Der BGH hat in einem Urteil vom 2. Juli 2010 (V ZR 240/09) entschieden, dass der Anspruch nach § 888 Abs. 1 BGB nicht voraussetzt, dass der Vormerkungsberechtigte bereits als Eigentümer (oder sonstiger Rechtsinhaber) in das Grundbuch eingetragen worden ist.
Sachverhalt
Mit notariellem Vertrag vom 30. März 2006 kaufte der Kläger ein Grundstück von einer GmbH, welches ihm lastenfrei übertragen werden sollte. Seit Mai 2006 ist zu seinen Gunsten eine Auflassungsvormerkung im Grundbuch eingetragen. Im Oktober 2008 wurde zugunsten des Beklagten eine Zwangssicherungshypothek eingetragen. Die Eigentumsumschreibung auf den Kläger ist noch nicht erfolgt. Der Kläger verlangt von dem Beklagten, die Löschung der Zwangssicherungshypothek zu bewilligen.
Schwerpunkt dieses BGH-Urteils
Schwerpunkt dieser Entscheidung war die Frage, ob der Vormerkungsberechtigte die Löschung einer nachrangigen Zwangssicherungshypothek erst dann verlangen kann, wenn er als Eigentümer im Grundbuch eingetragen ist.
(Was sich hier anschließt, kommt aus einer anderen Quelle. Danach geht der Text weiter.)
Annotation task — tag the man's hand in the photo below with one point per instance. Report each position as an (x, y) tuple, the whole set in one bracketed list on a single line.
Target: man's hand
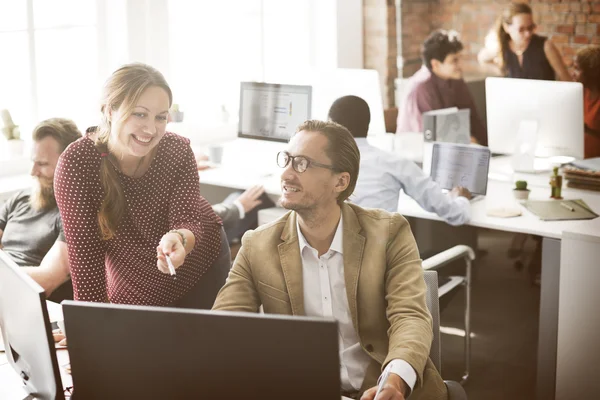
[(250, 198), (461, 191), (394, 389)]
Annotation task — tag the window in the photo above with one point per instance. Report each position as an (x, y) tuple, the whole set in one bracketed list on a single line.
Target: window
[(213, 46), (50, 67)]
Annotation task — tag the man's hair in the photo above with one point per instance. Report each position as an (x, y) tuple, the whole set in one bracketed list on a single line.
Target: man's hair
[(353, 113), (588, 59), (438, 45), (341, 150), (63, 130)]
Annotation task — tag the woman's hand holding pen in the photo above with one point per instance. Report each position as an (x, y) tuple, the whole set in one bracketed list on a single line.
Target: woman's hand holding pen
[(170, 245)]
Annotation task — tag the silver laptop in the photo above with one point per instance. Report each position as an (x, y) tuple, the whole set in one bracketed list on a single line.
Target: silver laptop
[(131, 352)]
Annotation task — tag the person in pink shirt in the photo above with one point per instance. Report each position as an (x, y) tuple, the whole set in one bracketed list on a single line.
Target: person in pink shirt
[(129, 196), (439, 84)]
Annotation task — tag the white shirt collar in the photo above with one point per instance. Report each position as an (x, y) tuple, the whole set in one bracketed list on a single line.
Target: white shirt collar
[(361, 142), (336, 243)]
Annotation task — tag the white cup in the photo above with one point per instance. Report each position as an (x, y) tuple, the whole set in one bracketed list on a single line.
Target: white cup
[(215, 154), (61, 325)]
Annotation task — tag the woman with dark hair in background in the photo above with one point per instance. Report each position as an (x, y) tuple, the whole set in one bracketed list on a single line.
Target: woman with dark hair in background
[(587, 71), (518, 51)]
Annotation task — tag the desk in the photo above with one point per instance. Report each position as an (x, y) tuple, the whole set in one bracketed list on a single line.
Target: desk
[(11, 387)]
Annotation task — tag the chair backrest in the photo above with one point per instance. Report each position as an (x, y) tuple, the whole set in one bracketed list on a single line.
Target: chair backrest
[(433, 304)]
1. Nach ständiger Rechtsprechung des BGH kann der Anspruch nach § 888 Abs. 1 BGB geltend gemacht werden, wenn der durch die Vormerkung gesicherte Anspruch entstanden und fällig ist, also gegenüber dem Anspruchsgegner durchgesetzt werden könnte. Nicht erforderlich ist, dass dieser den Anspruch bereits erfüllt hat oder rechtskräftig dazu verurteilt worden ist. Daraus folgt zugleich, dass die Durchsetzung des Anspruchs gemäß § 888 Abs. 1 BGB die Eintragung des Vormerkungsberechtigten im Grundbuch nicht voraussetzt.
2. Der BGH hat in seinem Urteil entschieden, dass die von dem Berufungsgericht in diesem Urteil angeführten Gegenstimmen keinen Anlass zu einer Änderung der Rechtsprechung geben.
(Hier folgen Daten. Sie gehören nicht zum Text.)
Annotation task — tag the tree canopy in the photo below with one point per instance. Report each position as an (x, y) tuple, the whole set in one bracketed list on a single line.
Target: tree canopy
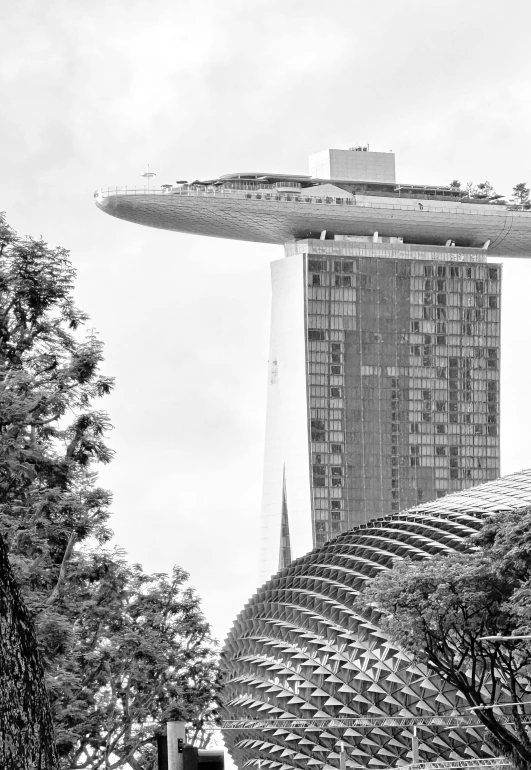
[(441, 609), (121, 650)]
a) Die Auffassung, ein Auflassungsvormerkungsberechtigter könne erst nach seiner Eintragung als Eigentümer die Zustimmung zur Löschung einer vormerkungswidrigen Belastung des Grundstücks verlangen, vermag schon deshalb nicht zu überzeugen, weil sie zu einer im Gesetz nicht vorgesehenen unterschiedlichen Ausgestaltung des Anspruchs nach § 888 Abs. 1 BGB je nach Art der vormerkungswidrigen Verfügung führte.
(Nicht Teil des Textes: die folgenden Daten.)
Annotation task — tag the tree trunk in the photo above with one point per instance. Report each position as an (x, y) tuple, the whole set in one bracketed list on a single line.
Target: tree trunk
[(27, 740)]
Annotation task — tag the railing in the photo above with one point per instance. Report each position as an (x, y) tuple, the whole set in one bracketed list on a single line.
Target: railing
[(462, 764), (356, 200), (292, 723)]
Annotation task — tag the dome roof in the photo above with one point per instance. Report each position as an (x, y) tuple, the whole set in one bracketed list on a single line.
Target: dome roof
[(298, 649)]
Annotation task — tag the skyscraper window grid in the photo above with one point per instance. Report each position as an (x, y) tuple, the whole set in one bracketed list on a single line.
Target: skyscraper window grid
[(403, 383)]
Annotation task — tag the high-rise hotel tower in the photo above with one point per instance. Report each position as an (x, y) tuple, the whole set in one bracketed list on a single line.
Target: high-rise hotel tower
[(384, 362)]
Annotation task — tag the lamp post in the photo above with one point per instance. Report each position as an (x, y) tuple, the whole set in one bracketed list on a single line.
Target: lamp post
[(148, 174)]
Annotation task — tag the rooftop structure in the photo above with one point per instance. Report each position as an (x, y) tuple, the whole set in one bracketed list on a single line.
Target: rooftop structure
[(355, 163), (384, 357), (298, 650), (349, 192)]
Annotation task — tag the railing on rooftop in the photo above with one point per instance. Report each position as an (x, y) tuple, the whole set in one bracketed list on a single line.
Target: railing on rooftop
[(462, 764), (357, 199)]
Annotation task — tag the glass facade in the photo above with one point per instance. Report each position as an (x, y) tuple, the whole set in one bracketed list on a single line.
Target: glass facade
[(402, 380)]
Besteht diese in der Übertragung des Eigentums an einen Dritten, kann der Vormerkungsberechtigte erst als Eigentümer eingetragen werden, nachdem der Dritterwerber die nach § 888 Abs.1 BGB geschuldete Zustimmung hierzu erteilt hat. Bei einer solchen erfüllungsvereitelnden Verfügung ist es denknotwendig ausgeschlossen, die Entstehung des Anspruchs nach § 888 Abs. 1 BGB von der Eintragung des Vormerkungsberechtigten als Eigentümer abhängig zu machen.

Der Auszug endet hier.